British filmmaker Christopher Nolan embarked for the first time into the realm of war filmmaking with Dunkirk. But he does not like to call it a war film. He instead prefers to call it a suspense film. He is not wrong in saying that since Dunkirk is vastly different from a typical war film. He deliberately stays away from motifs that are dominant in the works of the genre, including the best, Steven Spielberg’s path-breaking Saving Private Ryan. Nolan is known for mixing high-concepts with blockbuster cinema like no other, but Dunkirk is hardly a commercial flick and it may be his most raw “Nolan” work since Memento.

While Spielberg is clearly an influence on Nolan, and he himself has admitted that he consulted with the older man whilst in the pre-production process of the film, Dunkirk and Saving Private Ryan could not be more different. Saving Private Ryan was groundbreaking for its time, but now the genre is crowded by formulaic films with similar motifs and technique of filmmaking.

Dunkirk does war filmmaking differently. It eschews the gore, the grieving mothers and wives. The film is based on the Dunkirk Evacuation of hundreds of thousands of British soldiers who had been stranded on the island of the same name and surrounded by the Germans. We hardly know the characters. There is no character development and little dialogue. And still, it works. Why? Because it gives the war a humongous scale that other movies focusing on individual characters, their background, and so forth cannot. This is bold, feisty filmmaking.

dunkirk still

The main character in Dunkirk is the event itself, and individuals we see in the film like soldiers, sergeants, civilians are nameless pieces on a chessboard. Details are not needed beyond describing the conflict itself. Details would only waste precious time. And despite that, the viewer is not detached from the conflict. In fact, there is more immersiveness than would have been otherwise. That is the brilliance of Dunkirk.

While lack of character depth makes it hard to sympathise with the protagonists, whatever they are, but it also drops the viewer directly into the conflict and this is war filmmaking at its most realistic thanks to the cinematic techniques Nolan and the brilliant Hoyte van Hoytema (cinematographer) use. If one ever wanted to experience war without danger to their constitution, this is the closest one would get.

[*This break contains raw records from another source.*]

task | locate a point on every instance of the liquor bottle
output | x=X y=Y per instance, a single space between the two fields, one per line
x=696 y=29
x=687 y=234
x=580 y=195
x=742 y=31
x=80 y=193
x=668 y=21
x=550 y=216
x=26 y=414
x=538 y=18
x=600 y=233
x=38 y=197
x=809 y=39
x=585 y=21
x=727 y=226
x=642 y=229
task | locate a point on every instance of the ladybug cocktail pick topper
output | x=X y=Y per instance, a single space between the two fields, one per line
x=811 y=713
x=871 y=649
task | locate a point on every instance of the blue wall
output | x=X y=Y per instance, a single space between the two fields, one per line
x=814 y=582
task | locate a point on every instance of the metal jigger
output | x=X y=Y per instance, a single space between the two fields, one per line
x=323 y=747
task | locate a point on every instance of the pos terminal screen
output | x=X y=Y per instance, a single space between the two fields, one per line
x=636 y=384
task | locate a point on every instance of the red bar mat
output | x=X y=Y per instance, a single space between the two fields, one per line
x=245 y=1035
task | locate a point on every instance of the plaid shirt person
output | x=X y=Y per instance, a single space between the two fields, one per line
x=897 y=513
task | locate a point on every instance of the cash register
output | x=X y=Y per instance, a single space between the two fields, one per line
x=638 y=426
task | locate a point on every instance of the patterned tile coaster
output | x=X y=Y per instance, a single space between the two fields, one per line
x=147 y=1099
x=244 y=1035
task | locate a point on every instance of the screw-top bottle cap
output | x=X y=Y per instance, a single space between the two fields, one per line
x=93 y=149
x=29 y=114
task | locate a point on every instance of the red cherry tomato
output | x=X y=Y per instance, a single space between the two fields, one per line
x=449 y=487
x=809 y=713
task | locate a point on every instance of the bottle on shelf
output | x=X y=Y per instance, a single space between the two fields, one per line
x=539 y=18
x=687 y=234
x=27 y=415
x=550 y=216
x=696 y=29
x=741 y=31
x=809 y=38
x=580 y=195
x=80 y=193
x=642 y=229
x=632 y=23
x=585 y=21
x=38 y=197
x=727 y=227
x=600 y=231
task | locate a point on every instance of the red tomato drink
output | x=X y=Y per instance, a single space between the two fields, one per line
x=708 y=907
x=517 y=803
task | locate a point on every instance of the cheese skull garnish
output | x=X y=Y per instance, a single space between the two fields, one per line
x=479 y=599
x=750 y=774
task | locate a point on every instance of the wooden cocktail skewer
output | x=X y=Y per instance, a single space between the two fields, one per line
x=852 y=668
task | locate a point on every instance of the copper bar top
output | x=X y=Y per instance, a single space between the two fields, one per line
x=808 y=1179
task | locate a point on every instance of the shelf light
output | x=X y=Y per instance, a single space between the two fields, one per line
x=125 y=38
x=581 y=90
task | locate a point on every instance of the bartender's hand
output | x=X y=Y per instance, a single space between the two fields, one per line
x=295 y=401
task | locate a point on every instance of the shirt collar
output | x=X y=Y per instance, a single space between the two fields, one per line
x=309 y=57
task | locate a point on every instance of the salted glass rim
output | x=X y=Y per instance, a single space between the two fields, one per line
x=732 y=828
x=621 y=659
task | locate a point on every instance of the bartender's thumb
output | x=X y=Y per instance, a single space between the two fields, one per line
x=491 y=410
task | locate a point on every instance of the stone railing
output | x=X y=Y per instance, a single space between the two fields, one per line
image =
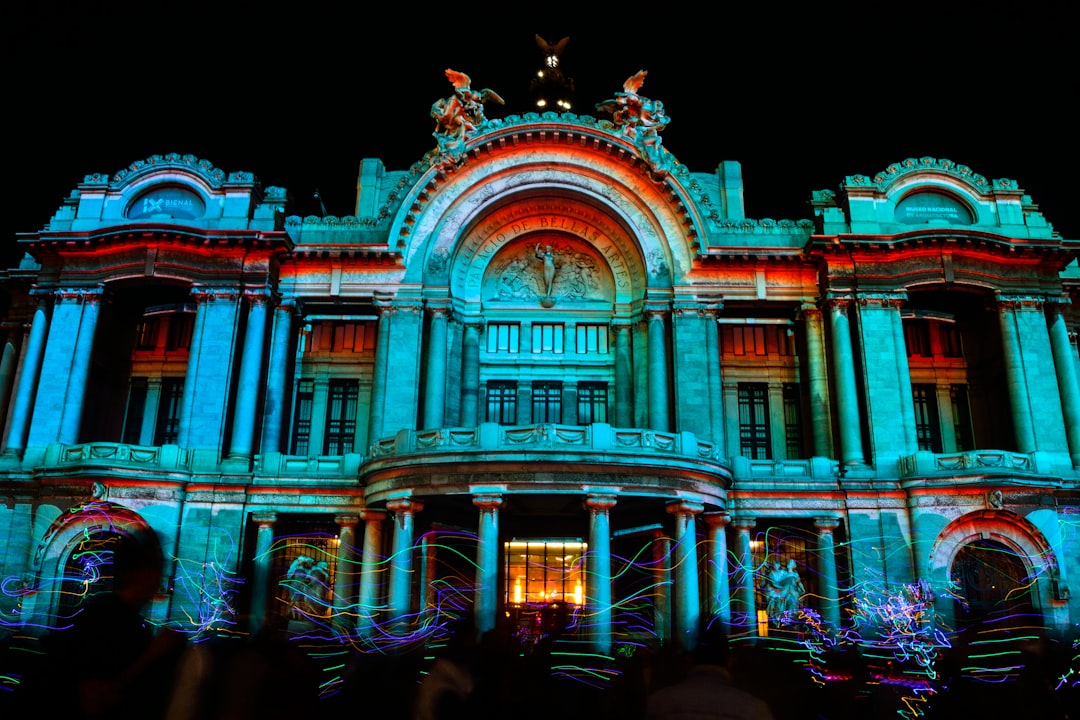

There is hardly any CGI, and special effects are mostly practical. Dunkirk is proof that CGI should always be used as less as possible and must never dominate the frame. This is in striking contrast to other other Warner Bros films especially superhero fare like Justice League that was marred by, among other things, CGI profusion. Nolan has a control over his films like few directors do with absolutely no interference by studio executives, and this is why he is called an auteur.